5. Lines 270-: In the enzyme assay, the reaction solution without enzyme or NADPH is used as a control when examining the substrate specificity, I think. Please describe it in a correct way.

Author Response

Point 1: The EST data suggest that the cloned P450 is involved in the biosynthesis of volatile phenylpropanoids, the target of our study; however, there is no direct evidence that this is indeed involved in the biosynthesis. Considering the current situation, it seems inadequate to use the present title. I think that authors should rename the title. If authors insist on this title, gene knockout and knockdown experiments are required.
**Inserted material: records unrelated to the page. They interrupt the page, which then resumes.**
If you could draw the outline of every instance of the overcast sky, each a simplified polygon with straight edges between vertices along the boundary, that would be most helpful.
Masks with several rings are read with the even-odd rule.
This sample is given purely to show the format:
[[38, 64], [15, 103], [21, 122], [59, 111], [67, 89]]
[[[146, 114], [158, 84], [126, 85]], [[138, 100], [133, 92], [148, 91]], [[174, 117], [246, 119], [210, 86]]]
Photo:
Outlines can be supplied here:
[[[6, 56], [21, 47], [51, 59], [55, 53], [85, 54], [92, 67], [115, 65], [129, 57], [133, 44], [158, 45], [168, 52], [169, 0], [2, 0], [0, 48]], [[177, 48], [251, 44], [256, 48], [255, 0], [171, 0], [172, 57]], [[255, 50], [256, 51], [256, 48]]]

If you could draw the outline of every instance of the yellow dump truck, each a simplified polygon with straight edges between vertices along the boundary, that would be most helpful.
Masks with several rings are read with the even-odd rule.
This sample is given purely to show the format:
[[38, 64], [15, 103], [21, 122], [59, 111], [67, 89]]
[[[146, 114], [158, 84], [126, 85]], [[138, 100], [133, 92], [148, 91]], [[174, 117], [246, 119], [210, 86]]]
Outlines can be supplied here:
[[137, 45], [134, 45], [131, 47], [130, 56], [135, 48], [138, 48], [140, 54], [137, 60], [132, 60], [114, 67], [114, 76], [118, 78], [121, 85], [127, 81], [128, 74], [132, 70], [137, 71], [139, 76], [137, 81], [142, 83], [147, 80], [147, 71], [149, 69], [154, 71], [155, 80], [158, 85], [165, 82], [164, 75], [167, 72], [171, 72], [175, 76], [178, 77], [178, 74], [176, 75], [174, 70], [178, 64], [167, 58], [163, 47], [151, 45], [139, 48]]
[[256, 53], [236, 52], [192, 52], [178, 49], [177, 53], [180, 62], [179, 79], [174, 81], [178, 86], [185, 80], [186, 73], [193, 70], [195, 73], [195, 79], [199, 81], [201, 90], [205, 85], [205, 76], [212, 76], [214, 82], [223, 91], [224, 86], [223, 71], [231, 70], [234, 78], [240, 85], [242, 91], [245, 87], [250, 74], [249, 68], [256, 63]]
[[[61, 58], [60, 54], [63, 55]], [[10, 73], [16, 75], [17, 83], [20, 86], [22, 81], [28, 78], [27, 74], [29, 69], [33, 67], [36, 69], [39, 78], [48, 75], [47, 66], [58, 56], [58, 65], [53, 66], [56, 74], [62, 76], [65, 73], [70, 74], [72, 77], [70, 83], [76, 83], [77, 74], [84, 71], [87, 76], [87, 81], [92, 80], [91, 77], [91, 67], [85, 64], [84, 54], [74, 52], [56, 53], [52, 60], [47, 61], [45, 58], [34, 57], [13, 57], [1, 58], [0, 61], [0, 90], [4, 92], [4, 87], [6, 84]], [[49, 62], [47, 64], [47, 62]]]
Response 1: The title was renamed.

Point 2: I may understand that the identification of the biosynthetic pathway (enzymes) of (E) -asarone and the control of (E) -asarone production is one of motivations of this series of research. However, such a topic is not directly related to the contents of this manuscript. Therefore, the portions related to (E) -asarone seems to be unnecessary in the introduction and In Conclusion and should be moved to Discussion.

Response 2: The content of (E)-asarone in Perilla Herb is a serious issue for Japanese regulation on medicinal plants so that the biosynthetic pathways relevant to (E)-asarone shall be an interesting topic. Surely, studies on relationships between syntheses of PP-type compounds and (E)-asarone was one of our purposes. Our studies continue to further steps as for this issue in near future. We leave these paragraphs as they are.

Lines 143-146: Detection of compounds 14, 20, 30, and 31 in perilla is described in text, but the experimental data or citation for the detection is not described in this manuscript. Moreover, authors describe the formation of only some related compounds in perilla, and do not show whether other compounds are detected or not. This is not preferable because readers read this paper with incomplete information. That part needs improvement.

Response 3: We described that those compounds were detected and analyzed by GC-MS in lines 311-316.

Point 4: The RPKM values are written in Table 1. I think that such long digits are meaningless for the RPKM values. The authors actually use three digits, 0.968, 23.7, and 56.7, as some values, in text. I recommend authors to unify them into three digits?

Response 4: Table 1 was revised.

Lines 270-: In the enzyme assay, the reaction solution without enzyme or NADPH is used as a control when examining the substrate specificity, I think. Please describe it in a correct way.

Response 5: We described the enzyme assay control in caption of figure 6 (line 176).